That fear is becoming reality.

In 2007, BBC journalist Robert Peston wrote an article describing the ousting of Merrill Lynch’s CEO Stan O’Neal. While the article does not demonize O’Neal, it acknowledges O’Neal’s departure as a direct result of “colossal losses” taken by the investment bank in 2007. Not long afterward, Bank of America bought Merrill Lynch during the 2008 financial crisis.

“Merrill’s board, in negotiating O’Neal’s departure, has simply been trying to preserve the integrity of a giant, money-making collective,” Peston wrote in 2007.

Now, under the “right to be forgotten,” Peston’s article has been removed from European Google search results. At first, Peston thought perhaps O’Neal had requested the article be removed, but then realized the article was still available in U.S. searches.

“My blog remains findable when you search Stan O’Neal. So I am beginning to wonder whether it really was him who requested to be forgotten,” Peston said on July 2 in a blog post. “The implication is that oblivion was requested not by anyone who appears in the blog itself (O’Neal is the only person I mention in my column) but by someone named in the comments written by readers underneath the blog.”

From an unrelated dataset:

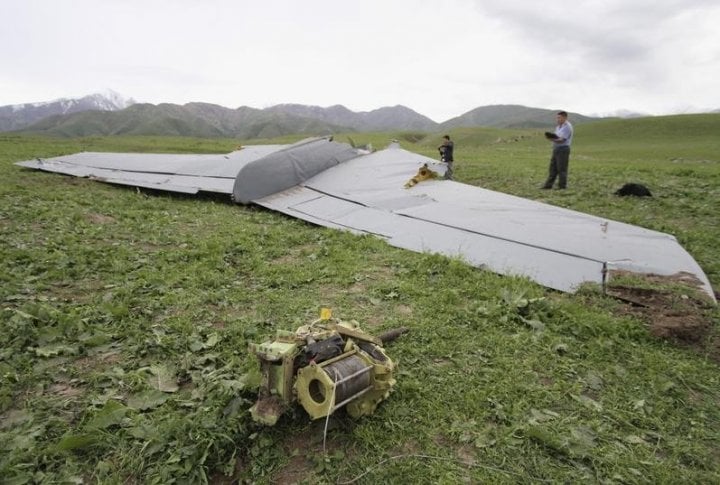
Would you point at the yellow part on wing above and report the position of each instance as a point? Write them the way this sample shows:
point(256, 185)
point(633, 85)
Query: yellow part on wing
point(424, 173)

The whole affair is very suspicious — it doesn’t make sense for O’Neal to try and “save face,” since the article isn’t harsh and doesn’t implicate O’Neal in any wrongdoing. Peston’s 2007 article predicts the future financial crisis, but doesn’t point any fingers.

If O’Neal didn’t ask for the article to be removed, then who did?

“I asked Google if I can appeal against the casting of my article into the oblivion of unsearchable Internet data,” Peston said. “Google won’t tell me, one way or another. It is all a bit odd.”